Le Parlement européen a appelé à « la suspension immédiate » de l'organisation des élections présidentielles anticipées au Venezuela, prévues pour dimanche 20 mai, « jusqu’à ce que les conditions caractérisant des élections crédibles, transparentes et ouvertes soient réunies », dans une résolution adoptée jeudi 3 mai.
Les députés réclament un calendrier électoral « réaliste » et des conditions de participation « identiques pour tous, équitables et transparentes » qui permettent la candidature de personnalités politiques issues des rangs de l'opposition.

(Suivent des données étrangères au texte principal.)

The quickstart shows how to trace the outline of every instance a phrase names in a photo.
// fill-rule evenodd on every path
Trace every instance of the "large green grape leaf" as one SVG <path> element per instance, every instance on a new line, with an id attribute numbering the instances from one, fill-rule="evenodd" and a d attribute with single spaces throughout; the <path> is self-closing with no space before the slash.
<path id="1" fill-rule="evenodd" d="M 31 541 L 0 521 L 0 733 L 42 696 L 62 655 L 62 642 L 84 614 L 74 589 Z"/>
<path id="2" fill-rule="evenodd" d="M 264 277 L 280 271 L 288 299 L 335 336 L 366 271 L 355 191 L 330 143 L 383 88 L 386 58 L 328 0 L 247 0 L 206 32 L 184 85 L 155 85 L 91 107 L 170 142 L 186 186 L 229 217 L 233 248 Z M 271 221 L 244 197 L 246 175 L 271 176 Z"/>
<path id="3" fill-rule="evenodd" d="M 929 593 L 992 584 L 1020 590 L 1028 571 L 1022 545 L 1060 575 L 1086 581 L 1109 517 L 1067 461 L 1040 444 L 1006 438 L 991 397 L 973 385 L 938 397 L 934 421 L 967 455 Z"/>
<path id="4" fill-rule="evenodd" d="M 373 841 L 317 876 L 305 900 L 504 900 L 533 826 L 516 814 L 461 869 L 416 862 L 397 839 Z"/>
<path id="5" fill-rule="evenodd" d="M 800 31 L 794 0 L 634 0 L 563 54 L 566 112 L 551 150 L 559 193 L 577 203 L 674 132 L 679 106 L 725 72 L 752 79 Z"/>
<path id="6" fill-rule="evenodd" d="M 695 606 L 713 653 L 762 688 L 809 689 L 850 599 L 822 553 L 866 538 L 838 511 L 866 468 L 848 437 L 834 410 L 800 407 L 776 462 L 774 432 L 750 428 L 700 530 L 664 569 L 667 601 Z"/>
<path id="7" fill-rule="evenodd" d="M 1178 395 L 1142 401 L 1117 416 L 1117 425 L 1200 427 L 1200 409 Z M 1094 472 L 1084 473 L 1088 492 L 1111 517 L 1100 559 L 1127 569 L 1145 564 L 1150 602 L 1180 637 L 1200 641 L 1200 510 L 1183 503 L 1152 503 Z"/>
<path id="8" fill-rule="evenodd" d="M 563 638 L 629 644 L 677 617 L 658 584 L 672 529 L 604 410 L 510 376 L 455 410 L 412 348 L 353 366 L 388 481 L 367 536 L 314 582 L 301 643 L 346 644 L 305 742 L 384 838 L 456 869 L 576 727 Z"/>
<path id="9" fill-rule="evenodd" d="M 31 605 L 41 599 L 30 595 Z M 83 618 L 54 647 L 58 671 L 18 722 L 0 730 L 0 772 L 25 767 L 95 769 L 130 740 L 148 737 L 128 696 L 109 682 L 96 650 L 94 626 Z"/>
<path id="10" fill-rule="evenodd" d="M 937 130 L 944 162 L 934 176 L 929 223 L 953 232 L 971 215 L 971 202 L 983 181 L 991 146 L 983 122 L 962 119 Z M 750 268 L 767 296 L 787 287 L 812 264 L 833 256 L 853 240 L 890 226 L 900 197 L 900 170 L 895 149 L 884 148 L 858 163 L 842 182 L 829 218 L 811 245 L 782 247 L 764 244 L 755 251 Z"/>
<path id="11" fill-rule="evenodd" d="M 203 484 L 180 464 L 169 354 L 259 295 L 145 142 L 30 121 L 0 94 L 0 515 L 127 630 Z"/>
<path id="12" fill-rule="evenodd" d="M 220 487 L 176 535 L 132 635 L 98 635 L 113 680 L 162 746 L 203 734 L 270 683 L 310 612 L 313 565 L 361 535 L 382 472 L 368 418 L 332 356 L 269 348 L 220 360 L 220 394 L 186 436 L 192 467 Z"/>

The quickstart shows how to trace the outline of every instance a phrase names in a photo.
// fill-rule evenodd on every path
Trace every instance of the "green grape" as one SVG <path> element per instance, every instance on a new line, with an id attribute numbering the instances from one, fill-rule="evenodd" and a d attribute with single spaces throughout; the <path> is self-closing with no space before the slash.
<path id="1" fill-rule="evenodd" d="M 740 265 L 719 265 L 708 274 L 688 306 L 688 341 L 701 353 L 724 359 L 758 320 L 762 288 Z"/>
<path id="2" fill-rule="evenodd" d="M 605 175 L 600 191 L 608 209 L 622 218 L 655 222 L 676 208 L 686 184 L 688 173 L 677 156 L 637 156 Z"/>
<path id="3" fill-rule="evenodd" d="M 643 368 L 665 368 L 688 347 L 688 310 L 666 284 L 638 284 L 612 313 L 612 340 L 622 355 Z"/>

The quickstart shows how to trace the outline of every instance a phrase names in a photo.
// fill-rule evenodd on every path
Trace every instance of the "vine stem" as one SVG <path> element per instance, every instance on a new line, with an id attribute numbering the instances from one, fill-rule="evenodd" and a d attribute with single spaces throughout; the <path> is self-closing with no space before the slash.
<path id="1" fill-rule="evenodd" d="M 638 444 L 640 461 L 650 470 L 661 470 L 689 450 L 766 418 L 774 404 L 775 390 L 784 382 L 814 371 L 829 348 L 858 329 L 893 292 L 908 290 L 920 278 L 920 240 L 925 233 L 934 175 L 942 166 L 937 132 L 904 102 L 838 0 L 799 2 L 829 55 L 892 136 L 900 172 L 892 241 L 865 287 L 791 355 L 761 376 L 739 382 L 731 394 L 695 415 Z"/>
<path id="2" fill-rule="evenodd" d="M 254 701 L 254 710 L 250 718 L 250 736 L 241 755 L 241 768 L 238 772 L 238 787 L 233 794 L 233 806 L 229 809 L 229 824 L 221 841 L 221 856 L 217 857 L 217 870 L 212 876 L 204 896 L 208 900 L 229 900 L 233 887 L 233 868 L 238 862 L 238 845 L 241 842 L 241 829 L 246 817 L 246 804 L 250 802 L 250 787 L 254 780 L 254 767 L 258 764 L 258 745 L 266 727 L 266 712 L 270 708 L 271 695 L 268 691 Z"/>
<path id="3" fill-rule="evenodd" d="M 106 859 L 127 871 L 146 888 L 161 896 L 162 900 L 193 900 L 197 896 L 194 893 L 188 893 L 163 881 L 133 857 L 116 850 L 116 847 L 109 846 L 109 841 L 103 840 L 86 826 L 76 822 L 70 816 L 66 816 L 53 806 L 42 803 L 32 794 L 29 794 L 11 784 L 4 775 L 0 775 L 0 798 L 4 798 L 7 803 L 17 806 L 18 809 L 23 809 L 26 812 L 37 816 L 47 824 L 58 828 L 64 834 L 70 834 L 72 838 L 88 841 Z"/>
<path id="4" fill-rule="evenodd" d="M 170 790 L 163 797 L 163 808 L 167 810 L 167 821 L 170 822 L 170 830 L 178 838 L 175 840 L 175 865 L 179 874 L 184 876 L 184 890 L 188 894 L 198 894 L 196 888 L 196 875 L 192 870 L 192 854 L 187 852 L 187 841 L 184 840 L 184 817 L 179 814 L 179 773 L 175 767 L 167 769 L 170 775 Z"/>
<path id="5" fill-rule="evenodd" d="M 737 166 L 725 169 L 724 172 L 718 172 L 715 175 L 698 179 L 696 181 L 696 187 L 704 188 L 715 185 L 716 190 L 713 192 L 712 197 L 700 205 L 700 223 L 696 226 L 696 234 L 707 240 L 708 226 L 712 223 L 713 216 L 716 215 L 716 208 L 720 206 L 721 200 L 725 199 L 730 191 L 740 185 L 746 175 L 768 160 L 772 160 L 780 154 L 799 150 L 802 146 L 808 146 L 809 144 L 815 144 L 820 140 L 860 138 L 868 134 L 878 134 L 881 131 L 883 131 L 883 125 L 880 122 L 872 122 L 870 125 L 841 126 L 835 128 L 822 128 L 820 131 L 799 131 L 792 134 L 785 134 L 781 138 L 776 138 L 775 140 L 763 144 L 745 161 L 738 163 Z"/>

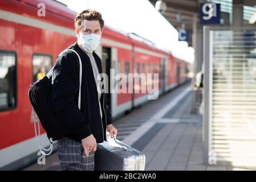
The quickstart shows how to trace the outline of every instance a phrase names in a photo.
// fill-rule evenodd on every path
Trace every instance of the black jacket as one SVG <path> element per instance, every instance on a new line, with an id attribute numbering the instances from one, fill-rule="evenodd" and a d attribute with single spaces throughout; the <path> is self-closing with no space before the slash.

Si les élections présidentielles vénézuéliennes - qui devraient aboutir à la réélection du président Maduro - ne répondent pas aux normes démocratiques, le Parlement européen « ne reconnaîtra pas les élections découlant de ce processus illégitime ». Il demande, à cet égard, à l’Union européenne et à l’Organisation des États américains « d’agir de manière coordonnée ».
La décision d'organiser des élections qui n'associent pas toutes les forces politiques du pays « ne fera qu'exacerber la polarisation et la tension, et elle créera plus d'obstacles à une solution politique », avait estimé la Haute Représentante de l'UE pour les Affaires étrangères et la Politique de sécurité, Federica Mogherini, la veille, lors d'un débat en session plénière.
La vice-présidente de la Commission a rappelé que, dans ces conditions, l'UE n'enverra pas de mission d'observation électorale qui cautionnerait la tenue des élections (EUROPE 11999). Et d'ajouter que les Vingt-huit réévalueraient la situation au Venezuela après les élections et qu'ils envisageraient « la possibilité de prendre de nouvelles mesures appropriées afin de réagir à toute action qui minerait la démocratie, l'État de droit et les droits de l'homme dans le pays ». (Mathieu Bion)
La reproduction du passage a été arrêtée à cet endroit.